На Дом Весталок, избранный мною для ночлега, опустилась ночь. В объятиях сонной, томной богини ночи Нокс я собирал мысли по крупицам, поднимая и опуская тело в идеально ровной планке.
Положение шаткое: уйти означало оставить беззащитный народ, остаться – сдаться и не решить проблему. Уйти куда? Остаться ради чего? Многие вопросы занимали беспокойный ум, пока на втором этаже, прямо над макушкой не раздался грохот и звон, будто что-то разбилось. Я прервал тренировку и, промахиваясь впотьмах, с горем пополам нашёл священный щит. Вооружившись им, взбежал по лестнице.

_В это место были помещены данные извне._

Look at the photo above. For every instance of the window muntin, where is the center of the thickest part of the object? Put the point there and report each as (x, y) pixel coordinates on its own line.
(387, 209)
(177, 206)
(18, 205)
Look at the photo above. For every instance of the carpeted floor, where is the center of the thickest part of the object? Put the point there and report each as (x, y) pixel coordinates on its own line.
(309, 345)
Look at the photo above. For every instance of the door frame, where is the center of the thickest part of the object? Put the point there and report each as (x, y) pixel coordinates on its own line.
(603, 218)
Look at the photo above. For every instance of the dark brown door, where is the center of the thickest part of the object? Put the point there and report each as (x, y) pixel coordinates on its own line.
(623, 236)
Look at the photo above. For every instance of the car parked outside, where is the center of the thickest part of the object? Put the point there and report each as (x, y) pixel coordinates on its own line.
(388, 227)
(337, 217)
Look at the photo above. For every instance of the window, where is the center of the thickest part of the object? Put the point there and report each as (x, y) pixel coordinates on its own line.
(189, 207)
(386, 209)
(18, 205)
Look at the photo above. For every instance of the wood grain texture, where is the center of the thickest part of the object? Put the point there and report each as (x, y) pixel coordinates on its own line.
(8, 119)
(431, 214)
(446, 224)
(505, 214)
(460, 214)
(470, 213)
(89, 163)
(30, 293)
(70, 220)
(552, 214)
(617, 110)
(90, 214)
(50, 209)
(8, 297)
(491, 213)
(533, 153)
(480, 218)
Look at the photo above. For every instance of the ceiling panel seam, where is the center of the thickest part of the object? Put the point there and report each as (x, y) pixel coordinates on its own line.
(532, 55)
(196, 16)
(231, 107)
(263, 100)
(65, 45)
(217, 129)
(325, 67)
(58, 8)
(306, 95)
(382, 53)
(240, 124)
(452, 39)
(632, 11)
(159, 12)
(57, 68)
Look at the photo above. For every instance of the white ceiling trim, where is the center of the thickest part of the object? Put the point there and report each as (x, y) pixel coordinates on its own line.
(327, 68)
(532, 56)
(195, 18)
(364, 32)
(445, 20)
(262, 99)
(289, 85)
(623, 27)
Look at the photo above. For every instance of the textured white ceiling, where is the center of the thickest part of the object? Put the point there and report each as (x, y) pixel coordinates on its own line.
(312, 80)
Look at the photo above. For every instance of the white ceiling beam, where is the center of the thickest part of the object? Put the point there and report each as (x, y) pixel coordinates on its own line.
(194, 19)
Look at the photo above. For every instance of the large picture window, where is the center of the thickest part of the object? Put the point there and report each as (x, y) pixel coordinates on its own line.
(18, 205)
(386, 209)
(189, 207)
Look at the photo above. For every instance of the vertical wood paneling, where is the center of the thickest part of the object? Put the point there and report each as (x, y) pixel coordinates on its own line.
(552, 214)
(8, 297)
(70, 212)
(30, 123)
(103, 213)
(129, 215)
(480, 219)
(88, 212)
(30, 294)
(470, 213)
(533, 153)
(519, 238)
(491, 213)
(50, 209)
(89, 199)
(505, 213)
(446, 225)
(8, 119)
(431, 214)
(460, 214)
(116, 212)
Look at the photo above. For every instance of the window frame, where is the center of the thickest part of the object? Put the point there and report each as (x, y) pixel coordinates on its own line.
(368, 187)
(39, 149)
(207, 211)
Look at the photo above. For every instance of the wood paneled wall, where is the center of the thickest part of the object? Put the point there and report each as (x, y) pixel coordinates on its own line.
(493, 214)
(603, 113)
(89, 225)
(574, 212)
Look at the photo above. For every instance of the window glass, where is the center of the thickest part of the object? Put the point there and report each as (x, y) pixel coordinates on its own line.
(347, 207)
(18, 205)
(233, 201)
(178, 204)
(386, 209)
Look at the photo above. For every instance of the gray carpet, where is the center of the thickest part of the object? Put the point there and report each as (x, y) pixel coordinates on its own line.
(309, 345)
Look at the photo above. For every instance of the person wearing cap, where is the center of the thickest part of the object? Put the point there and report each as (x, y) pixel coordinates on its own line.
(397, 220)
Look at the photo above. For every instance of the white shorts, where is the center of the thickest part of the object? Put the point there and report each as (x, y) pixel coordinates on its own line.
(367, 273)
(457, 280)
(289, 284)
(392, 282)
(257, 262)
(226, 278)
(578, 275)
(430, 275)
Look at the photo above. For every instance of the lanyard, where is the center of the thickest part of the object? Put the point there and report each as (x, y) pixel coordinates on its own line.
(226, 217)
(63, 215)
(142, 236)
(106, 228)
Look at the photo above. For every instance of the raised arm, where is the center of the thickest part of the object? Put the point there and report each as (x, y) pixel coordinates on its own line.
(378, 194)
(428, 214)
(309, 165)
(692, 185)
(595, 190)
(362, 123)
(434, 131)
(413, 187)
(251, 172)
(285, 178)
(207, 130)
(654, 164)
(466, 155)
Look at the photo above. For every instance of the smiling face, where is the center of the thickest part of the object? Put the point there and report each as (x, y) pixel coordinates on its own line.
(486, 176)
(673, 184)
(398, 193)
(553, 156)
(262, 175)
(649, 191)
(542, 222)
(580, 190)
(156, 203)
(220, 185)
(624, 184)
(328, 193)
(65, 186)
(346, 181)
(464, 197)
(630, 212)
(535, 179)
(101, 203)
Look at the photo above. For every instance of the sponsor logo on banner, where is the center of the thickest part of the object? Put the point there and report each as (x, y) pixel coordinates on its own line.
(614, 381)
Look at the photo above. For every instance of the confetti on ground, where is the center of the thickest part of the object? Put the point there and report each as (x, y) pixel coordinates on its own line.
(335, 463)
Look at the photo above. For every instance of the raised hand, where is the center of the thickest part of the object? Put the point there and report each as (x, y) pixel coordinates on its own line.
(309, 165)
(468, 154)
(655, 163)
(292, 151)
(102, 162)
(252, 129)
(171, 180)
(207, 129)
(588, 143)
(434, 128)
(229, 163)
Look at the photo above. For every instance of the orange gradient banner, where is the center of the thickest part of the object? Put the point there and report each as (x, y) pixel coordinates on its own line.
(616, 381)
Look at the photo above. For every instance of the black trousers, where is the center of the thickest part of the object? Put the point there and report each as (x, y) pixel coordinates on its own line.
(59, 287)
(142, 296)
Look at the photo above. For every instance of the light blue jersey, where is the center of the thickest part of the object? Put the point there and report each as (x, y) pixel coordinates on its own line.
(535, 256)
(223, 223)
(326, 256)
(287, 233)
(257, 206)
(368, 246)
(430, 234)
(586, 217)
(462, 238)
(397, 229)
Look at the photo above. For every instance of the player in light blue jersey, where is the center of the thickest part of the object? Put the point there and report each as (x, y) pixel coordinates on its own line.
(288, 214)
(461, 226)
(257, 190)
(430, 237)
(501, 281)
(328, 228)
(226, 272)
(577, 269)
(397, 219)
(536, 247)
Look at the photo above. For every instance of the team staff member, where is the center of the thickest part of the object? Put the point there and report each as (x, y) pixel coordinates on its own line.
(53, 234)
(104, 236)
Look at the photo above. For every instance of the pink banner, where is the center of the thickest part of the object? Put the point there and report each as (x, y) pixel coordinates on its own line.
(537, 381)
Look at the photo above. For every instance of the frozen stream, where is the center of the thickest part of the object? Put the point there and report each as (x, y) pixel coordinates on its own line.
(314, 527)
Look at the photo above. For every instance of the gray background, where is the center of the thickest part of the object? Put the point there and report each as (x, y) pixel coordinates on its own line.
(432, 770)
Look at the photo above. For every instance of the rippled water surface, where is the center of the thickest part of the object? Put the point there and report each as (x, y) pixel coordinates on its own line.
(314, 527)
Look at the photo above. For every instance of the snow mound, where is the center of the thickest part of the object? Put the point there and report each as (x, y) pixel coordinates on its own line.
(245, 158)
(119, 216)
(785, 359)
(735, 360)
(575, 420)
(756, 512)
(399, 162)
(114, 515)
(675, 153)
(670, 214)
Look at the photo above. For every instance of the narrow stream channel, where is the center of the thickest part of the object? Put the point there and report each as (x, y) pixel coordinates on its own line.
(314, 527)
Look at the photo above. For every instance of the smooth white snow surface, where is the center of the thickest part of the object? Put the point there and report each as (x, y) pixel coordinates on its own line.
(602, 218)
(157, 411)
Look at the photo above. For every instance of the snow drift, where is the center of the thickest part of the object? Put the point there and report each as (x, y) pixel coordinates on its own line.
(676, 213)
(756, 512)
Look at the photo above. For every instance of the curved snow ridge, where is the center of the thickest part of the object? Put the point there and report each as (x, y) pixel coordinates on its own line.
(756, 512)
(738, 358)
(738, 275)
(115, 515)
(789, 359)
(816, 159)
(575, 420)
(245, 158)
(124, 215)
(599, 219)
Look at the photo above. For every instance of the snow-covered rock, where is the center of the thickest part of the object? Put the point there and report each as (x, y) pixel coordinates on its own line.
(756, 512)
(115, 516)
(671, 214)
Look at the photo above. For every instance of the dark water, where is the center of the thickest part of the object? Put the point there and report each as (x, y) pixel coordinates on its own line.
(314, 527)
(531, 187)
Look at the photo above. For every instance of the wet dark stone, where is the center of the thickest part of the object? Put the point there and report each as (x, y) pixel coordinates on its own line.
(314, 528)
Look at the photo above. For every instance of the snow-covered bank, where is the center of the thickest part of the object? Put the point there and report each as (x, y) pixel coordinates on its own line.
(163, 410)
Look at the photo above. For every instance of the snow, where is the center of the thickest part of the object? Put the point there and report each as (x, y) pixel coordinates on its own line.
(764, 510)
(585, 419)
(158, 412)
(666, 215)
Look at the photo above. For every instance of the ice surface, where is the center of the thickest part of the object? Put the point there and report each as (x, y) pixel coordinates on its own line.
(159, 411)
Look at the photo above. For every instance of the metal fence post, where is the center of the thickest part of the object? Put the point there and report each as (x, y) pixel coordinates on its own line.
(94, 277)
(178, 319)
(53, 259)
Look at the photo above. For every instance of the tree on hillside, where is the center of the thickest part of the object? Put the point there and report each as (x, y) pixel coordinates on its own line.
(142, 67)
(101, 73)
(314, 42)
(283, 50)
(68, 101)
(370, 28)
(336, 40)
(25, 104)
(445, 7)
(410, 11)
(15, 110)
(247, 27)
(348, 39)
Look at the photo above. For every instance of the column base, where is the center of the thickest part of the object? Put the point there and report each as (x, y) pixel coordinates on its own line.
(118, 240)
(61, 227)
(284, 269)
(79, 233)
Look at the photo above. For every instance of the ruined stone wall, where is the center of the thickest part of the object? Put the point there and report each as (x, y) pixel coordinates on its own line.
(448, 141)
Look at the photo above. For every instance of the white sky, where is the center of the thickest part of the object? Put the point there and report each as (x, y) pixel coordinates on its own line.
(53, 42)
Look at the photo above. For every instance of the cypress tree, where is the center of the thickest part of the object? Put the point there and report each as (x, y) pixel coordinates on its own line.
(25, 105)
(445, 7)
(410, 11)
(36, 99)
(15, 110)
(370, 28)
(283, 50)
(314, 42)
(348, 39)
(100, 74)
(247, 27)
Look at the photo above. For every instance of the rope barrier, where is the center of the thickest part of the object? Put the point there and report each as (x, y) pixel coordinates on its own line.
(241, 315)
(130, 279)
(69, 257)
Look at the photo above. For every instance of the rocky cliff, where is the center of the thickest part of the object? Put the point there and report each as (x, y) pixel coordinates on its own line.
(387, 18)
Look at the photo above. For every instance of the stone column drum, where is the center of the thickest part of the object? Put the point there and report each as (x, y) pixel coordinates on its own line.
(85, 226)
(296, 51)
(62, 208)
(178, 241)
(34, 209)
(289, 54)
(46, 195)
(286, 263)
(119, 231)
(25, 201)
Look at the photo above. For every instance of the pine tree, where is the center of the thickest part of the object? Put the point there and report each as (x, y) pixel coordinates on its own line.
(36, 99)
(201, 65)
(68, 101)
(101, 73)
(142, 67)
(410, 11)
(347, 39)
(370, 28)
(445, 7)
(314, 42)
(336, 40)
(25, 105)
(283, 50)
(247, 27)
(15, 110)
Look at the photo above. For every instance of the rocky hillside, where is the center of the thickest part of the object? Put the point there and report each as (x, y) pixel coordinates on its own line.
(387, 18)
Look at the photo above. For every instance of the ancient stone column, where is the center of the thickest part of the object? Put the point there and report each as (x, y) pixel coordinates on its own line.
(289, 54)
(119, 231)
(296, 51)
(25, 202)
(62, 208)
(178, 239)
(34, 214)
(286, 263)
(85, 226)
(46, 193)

По стенке бесшумно прокрался к помещению, из которого доносились шорохи. Замахнувшись щитом, опустил его пару раз со свистом разрезаемого воздуха, чтобы проверить, хорошо ли бьёт.
Я прислонился к косяку. Новый шум: мне показалось, что я услышал голос воскресшего этруска. Шок вытеснил страх, я с боевым кличем залетел в ценакулу и нанёс отработанный удар.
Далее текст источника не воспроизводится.